Today's Times marked the onset of Gridlock Alert season with a paean to Fresh Direct -- the dot-com that brings New Yorkers expensive, home-delivered groceries along with idling engines, double-parking and gridlock galore.
Founded five years ago, Fresh Direct is now a $240 million a year outfit that offers us "a glimpse of the next wave of Internet commerce," wrote Times business columnist David Leonhardt. Too bad Leonhardt didn't check his paper's City section, which a year ago depicted the impacts of Fresh Direct trucks on Upper West Side residents and merchants:
Consider the experience of Joe Peta. Earlier this month he sat in Sude, a boutique that he and his wife own, and gazed out at one such Fresh Direct truck. Since spring, according to Mr. Peta and others, this particular truck has regularly spent several hours a day parked outside Mr. Peta's store, on Broadway near 91st Street, where it acts as a busy, messy and noisy distribution hub for deliveries to nearby blocks. When the first truck empties, it is often replenished by a second truck; when it cannot find a spot, it sometimes double-parks. Either way, it obscures Mr. Peta's store from the view of pedestrians across the street.

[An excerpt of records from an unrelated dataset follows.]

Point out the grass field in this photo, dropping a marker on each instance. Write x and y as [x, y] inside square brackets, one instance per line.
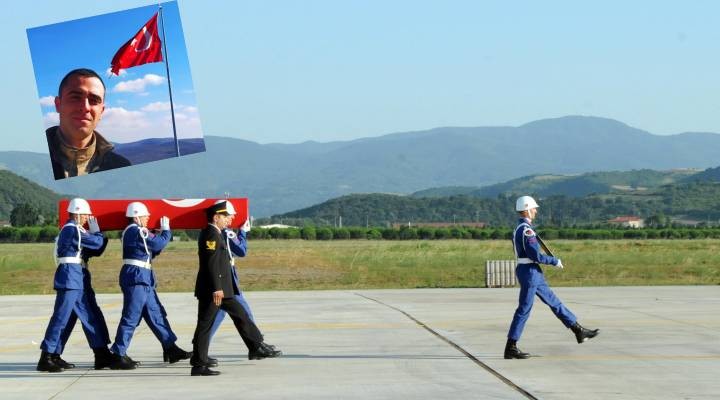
[297, 264]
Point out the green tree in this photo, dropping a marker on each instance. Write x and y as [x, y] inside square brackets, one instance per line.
[25, 215]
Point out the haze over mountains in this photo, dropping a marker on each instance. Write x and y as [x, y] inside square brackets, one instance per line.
[285, 177]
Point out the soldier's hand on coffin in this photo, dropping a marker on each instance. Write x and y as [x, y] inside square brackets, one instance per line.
[93, 225]
[165, 223]
[246, 226]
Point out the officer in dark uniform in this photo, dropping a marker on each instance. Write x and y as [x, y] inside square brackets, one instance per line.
[214, 290]
[532, 281]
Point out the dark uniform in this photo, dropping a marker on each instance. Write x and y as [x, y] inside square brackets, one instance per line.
[214, 274]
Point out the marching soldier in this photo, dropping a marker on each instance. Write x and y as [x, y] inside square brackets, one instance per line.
[75, 298]
[532, 281]
[237, 246]
[103, 357]
[214, 290]
[138, 284]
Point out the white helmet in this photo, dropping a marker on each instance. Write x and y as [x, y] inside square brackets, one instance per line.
[136, 209]
[525, 203]
[228, 206]
[79, 206]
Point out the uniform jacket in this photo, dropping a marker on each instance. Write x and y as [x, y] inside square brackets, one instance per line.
[215, 271]
[527, 246]
[103, 159]
[71, 241]
[135, 247]
[237, 244]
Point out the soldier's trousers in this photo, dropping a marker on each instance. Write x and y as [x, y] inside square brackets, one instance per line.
[142, 302]
[70, 305]
[207, 311]
[532, 283]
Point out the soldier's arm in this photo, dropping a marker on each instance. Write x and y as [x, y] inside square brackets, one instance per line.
[158, 242]
[532, 248]
[88, 252]
[92, 241]
[215, 260]
[238, 244]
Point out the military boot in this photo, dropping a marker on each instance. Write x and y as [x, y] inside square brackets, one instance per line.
[174, 354]
[512, 351]
[62, 363]
[46, 363]
[103, 358]
[122, 362]
[264, 350]
[583, 334]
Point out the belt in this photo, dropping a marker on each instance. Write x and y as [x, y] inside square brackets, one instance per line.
[137, 263]
[69, 260]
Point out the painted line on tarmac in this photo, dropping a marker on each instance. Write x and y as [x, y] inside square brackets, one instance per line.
[486, 367]
[69, 384]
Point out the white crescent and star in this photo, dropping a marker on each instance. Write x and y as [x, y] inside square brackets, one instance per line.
[185, 203]
[148, 41]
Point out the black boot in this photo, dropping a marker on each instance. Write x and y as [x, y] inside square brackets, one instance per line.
[46, 363]
[583, 334]
[203, 371]
[511, 351]
[211, 362]
[103, 358]
[264, 351]
[174, 354]
[122, 362]
[62, 363]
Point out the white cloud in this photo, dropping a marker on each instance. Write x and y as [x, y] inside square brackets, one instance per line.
[51, 119]
[122, 125]
[138, 85]
[121, 72]
[157, 106]
[47, 101]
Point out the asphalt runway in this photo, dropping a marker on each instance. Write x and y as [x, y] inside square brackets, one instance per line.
[655, 343]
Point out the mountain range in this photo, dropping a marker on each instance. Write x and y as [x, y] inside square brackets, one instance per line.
[282, 177]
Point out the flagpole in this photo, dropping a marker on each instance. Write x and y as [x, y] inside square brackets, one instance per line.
[167, 69]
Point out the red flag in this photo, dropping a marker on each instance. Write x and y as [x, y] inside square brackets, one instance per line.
[183, 213]
[143, 48]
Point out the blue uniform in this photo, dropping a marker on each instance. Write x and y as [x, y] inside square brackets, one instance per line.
[137, 281]
[237, 243]
[532, 280]
[75, 298]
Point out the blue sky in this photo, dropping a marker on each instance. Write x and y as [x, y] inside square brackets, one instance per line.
[290, 71]
[137, 102]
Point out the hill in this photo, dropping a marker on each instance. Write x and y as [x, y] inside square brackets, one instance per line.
[576, 185]
[16, 190]
[696, 201]
[282, 177]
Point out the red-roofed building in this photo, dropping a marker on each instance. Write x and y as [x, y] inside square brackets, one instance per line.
[628, 221]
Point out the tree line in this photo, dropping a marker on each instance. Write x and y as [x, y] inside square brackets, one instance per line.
[40, 234]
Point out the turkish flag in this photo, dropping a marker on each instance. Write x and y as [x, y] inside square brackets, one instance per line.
[183, 213]
[143, 48]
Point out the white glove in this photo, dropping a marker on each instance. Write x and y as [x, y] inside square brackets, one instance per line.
[92, 223]
[165, 223]
[246, 226]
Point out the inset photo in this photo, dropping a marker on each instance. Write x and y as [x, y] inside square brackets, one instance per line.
[115, 90]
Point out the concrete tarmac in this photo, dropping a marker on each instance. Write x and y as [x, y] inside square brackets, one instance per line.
[655, 343]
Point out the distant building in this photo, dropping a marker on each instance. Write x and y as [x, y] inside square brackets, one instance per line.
[280, 226]
[628, 221]
[440, 224]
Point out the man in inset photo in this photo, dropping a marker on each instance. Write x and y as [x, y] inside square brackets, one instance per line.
[76, 148]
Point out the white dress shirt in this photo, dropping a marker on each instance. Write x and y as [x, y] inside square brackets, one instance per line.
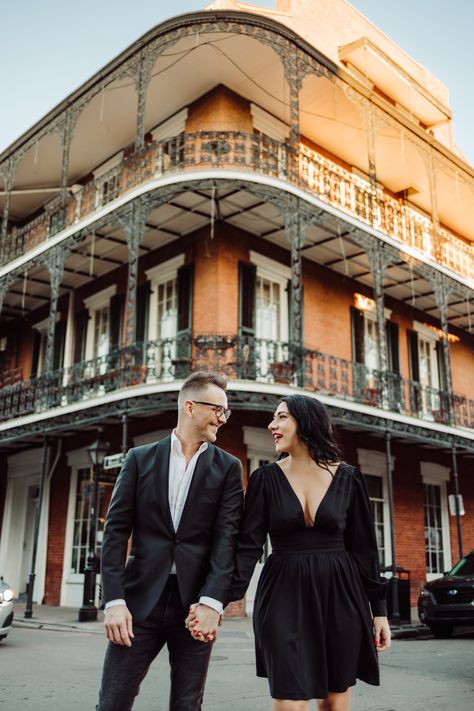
[179, 481]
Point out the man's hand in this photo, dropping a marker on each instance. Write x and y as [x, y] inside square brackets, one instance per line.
[202, 622]
[382, 635]
[118, 625]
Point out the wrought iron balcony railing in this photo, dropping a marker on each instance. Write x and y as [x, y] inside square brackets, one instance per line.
[260, 154]
[241, 358]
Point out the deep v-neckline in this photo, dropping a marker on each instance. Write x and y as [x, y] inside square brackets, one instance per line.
[300, 506]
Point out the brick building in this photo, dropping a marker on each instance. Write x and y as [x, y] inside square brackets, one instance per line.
[275, 194]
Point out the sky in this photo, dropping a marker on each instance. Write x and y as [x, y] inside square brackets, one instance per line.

Multiply that a few hundred-fold and you've got a sense of Fresh Direct's hulking presence in our neighborhoods. Plus, the big trucks compound those hellish road delays between the company's Long Island City plant and its Manhattan client base.
It's probably no exaggeration to say that Fresh Direct has built its financial success on its ability to fob off its social and environmental costs on the city as a whole. Yet the Times -- in a column called "Economix," no less -- made no mention of this subsidy.
Earlier this week Streetsblog reported stirrings of a public conversation about congestion pricing in NYC. This discussion needs to culminate in a real road pricing plan, before our streets and neighborhoods are inundated by the next wave of congestion.